Major finding: American College of Rheumatology 20 at 24 weeks was achieved by 58.6%, 52.8%, and 22.2% of patients in the guselkumab 4- and 8-week dosing groups and the placebo group, respectively.
Study details: A randomized, double-blind, placebo-controlled, phase 3 study of 381 patients.
Disclosures: DISCOVER-1 was funded by Janssen Research & Development. Dr. Deodhar reported relationships (advisory board activity, consulting, and/or research grant funding) with several pharmaceutical companies, including Janssen. Several coauthors are employees of Janssen.
Deodhar A et al. Arthritis Rheumatol. 2019;71(suppl 10), Abstract 807.

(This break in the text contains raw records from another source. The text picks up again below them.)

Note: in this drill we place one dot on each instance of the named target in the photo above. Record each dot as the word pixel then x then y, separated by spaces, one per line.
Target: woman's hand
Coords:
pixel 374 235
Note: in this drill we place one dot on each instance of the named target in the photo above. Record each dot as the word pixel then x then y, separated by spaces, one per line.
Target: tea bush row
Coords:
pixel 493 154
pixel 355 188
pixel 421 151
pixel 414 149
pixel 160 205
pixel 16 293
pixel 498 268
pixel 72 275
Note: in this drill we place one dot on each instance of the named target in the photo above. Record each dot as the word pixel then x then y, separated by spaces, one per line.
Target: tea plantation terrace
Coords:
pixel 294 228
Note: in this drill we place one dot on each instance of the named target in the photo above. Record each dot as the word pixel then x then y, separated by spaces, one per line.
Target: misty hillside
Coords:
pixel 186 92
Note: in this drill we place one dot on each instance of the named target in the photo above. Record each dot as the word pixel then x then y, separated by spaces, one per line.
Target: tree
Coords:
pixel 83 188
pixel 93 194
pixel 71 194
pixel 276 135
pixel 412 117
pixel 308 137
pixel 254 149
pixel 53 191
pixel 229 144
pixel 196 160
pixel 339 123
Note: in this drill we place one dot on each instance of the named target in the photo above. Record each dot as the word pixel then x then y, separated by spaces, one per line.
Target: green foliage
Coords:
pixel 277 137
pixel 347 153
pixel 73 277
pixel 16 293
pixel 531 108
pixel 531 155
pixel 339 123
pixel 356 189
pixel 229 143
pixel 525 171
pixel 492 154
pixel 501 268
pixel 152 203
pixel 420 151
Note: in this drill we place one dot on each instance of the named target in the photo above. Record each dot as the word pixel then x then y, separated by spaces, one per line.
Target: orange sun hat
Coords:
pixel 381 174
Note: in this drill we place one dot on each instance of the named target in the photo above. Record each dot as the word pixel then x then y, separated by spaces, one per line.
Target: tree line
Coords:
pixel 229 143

Currently IL-23 blockers are not approved for the treatment of psoriatic arthritis. However, this study demonstrated that guselkumab was effective at reducing psoriatic arthritis severity and improving physical function. The inhibition of the progression of arthritis—radiographically based on joint space narrowing and erosions—remains to be determined. Nonetheless, these results suggest that an IL-23 blocker, such as guselkumab, may be an effective treatment for psoriatic arthritis. Approval for this indication is pending.—Paul S. Yamauchi, MD, PhD; Clinical Assistant Professor of Dermatology David Geffen School of Medicine at UCLA; Harbor-UCLA Medical Center Division of Dermatology; Adjunct Associate Professor John Wayne Cancer Institute.